Virtual walkthrough with the artist available here: https://vimeo.com/411004867

moniquemeloche presents The Transcendence of Time, the gallery’s fourth solo exhibition with conceptual artist Nate Young. Through this new body of work, Young mines his own family archives to explore and question the nature of identification, history, and the significance of ritual as a means to instill authority.

The Transcendence of Time allows for a deeper investigation into excavated bones thought to be from the horse that once carried the artist’s great-grandfather from the South to the North during the Great Migration, a personal narrative illuminated by the larger history of US race relations and the movement of black bodies. In this continuum of work, Young now considers the impetus of the bones through the lens of science and philosophy, exploring their ability to offer clues and insights to his family’s unique journey to identity, while also connecting to a more universal narrative.

Riveted by the illusion of time, Young evokes the theoretical proposition of a causal loop – the concept of objects and information as self-existing, through a cyclical relationship between cause-and-effect that functions to preserve a fixed outcome. While the works are visually rooted in narratives of family history, there is a subtle reference to time as existing beyond perceived limits.

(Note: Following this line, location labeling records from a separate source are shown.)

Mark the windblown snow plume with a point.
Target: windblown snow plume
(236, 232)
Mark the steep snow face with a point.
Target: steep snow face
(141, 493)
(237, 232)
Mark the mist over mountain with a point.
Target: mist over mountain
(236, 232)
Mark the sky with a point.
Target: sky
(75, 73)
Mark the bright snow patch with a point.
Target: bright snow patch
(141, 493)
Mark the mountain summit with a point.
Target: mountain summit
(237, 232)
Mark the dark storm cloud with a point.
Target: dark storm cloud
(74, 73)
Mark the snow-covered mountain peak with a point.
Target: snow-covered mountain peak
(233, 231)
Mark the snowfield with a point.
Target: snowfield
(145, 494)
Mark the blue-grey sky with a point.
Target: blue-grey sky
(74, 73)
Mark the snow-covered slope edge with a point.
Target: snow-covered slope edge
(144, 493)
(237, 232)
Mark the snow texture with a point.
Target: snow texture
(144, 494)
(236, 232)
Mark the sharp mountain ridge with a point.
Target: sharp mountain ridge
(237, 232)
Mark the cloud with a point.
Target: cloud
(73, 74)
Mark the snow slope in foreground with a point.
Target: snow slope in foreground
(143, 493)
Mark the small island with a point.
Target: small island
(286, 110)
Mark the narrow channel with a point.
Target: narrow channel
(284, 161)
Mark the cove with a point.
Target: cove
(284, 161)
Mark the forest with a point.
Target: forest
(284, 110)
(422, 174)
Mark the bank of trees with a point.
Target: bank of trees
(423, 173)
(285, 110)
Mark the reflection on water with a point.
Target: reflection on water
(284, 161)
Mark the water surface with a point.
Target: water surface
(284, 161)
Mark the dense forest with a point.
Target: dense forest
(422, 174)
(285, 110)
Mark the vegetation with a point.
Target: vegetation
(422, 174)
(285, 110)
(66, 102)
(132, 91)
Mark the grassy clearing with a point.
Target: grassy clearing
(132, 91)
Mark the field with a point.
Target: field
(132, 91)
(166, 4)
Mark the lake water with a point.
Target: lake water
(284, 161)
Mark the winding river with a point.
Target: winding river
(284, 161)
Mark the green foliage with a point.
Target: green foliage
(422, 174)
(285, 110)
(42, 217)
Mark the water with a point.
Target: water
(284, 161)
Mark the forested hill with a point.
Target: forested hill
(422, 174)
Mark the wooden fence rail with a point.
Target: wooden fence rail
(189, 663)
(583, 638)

“The past, present, and future exist within the work, challenging and transcending linear boundaries by examining the complicated relationship between the bones and their origins, suggesting their continued existence across multiple planes of time. There is a metaphysical proof of informational loops that suggests the potential to unlock and actualize the past and the future, through the assured knowledge of the bone’s existence within the here and now.” – Nate Young

More simply put, Young considers the idea of an object bringing about its own existence, a concept popularized in mainstream media through films such as “Back to the Future” and “Interstellar”, as well as well as the recent Netflix series “Dark”.

The exhibition presents two unique bodies of sculptural works, each rooted in this fascination with quantum entanglement, where the present actualizes and discovers artifacts of the past. Inspired by rituals’ ability to frame, define, and empower, Young presents reliquaries that loosely mimics ornate altars and vitrines found in a house of worship, thereby elevating the horse bones to a sacred position of authority and cultural relevance. Excerpts of text appear within each altar, recounting the harrowing stories of his great-grandfather’s battle with depression. The bones built into each work themselves reveal secretly coded messages within.

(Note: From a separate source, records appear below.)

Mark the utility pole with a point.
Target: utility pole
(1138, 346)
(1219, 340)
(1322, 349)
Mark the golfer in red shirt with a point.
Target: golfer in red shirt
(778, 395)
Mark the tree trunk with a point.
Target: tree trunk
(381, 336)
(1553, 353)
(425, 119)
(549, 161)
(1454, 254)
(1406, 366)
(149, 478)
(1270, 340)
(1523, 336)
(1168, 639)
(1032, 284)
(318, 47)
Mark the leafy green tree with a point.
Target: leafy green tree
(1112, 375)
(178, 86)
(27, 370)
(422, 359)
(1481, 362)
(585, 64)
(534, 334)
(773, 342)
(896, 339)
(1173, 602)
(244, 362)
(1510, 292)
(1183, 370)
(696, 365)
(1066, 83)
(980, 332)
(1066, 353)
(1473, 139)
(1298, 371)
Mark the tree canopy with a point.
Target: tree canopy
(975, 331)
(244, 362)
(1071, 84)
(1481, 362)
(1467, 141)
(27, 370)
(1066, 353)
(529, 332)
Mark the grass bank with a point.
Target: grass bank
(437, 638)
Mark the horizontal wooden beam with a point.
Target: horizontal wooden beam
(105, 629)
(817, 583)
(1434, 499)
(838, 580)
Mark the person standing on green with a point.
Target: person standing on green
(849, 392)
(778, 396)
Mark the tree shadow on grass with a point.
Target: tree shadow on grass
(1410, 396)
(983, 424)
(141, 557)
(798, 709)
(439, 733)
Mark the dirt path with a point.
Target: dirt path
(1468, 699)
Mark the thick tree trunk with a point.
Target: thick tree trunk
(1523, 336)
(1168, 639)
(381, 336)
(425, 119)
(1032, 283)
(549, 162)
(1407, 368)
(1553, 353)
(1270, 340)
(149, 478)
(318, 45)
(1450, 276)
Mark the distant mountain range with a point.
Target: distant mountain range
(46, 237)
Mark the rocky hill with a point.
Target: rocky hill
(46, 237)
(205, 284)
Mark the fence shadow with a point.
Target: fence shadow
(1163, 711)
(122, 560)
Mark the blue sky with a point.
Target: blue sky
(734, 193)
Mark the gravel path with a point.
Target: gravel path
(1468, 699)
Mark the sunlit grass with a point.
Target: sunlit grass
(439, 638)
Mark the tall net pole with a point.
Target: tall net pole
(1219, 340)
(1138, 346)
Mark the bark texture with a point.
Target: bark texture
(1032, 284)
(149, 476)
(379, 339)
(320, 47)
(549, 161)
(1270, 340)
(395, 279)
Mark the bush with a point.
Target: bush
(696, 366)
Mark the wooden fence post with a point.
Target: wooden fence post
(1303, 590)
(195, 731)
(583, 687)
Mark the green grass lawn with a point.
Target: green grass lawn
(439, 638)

What we arrive at is an expansion of the ongoing critical investigation of the myriad ways in which meaning is constructed, and how it’s informed not only by empirical evidence, but also by ritual and philosophical belief.

Nate Young (American b. 1981, lives Chicago) received his MFA from the California Institute of the Arts in 2009 and a BA from Northwestern College in Minnesota in 2004. He attended the Skowhegan School of Painting and Sculpture in 2009. Young’s recent solo exhibitions include (re)collection), The De Pree Art Center at Hope College, Holland, MI (2020; …WELL!, Julius Caesar, Chicago (2019); Cleromancy, moniquemeloche, Chicago (2017); re:collection, VisArts, Richmond, VA (2017), Stations, Luce Gallery, Turin, Italy (2016), The Unseen Evidence of Things Substantiated, Fabric Workshop and Museum, Philadelphia, PA(2015), and But not yet: in the spirit of linguistics, moniquemeloche, Chicago (2015). His work has been included in many group exhibitions, including FRONT International: Cleveland Triennial of Contemporary Art (2018); Four Saints in Three Acts, DePaul Art Museum, Chicago, (2017); Chicago Invites Chicago, Galerie Lelong, New York (2016); Retreat, curated by Theaster Gates, Richard Gray Gallery, Chicago (2014); Tony Lewis and Nate Young, Room East, New York (2014); the Soap Factory’s Minnesota Biennial (2013); Fore, Studio Museum in Harlem, New York (2012); and Go Tell It on the Mountain, California African American Museum, Los Angeles (2012). Young was a 2015 Artist-in-Residence at The Fabric Workshop and Museum, and he is the recipient of the Knight Arts Challenge Fellowship from the Knight Foundation (2014); the Jerome Fellowship for Emerging Artists (2014); and the Bush Fellowship for Visual Artists (2010). His work is in notable collections, including the Walker Art Center, Minneapolis; Smithsonian National Museum of African American History and Culture, Washington, D.C.; Mott Warsh Collection, Flint, MI; and the Fabric Workshop Museum, Philadelphia. Young was recently commissioned by the Driehaus Museum (Chicago, IL) to create new works and site specific installations which respond directly to the complex history of the museum’s 1883 building and its architecture. The exhibition will be on view in the Summer of 2020. Young is co-founder and Director of the artist-run exhibition space The Bindery Projects, in Minneapolis. He is Assistant Professor of Studio Arts at the University of Illinois at Chicago.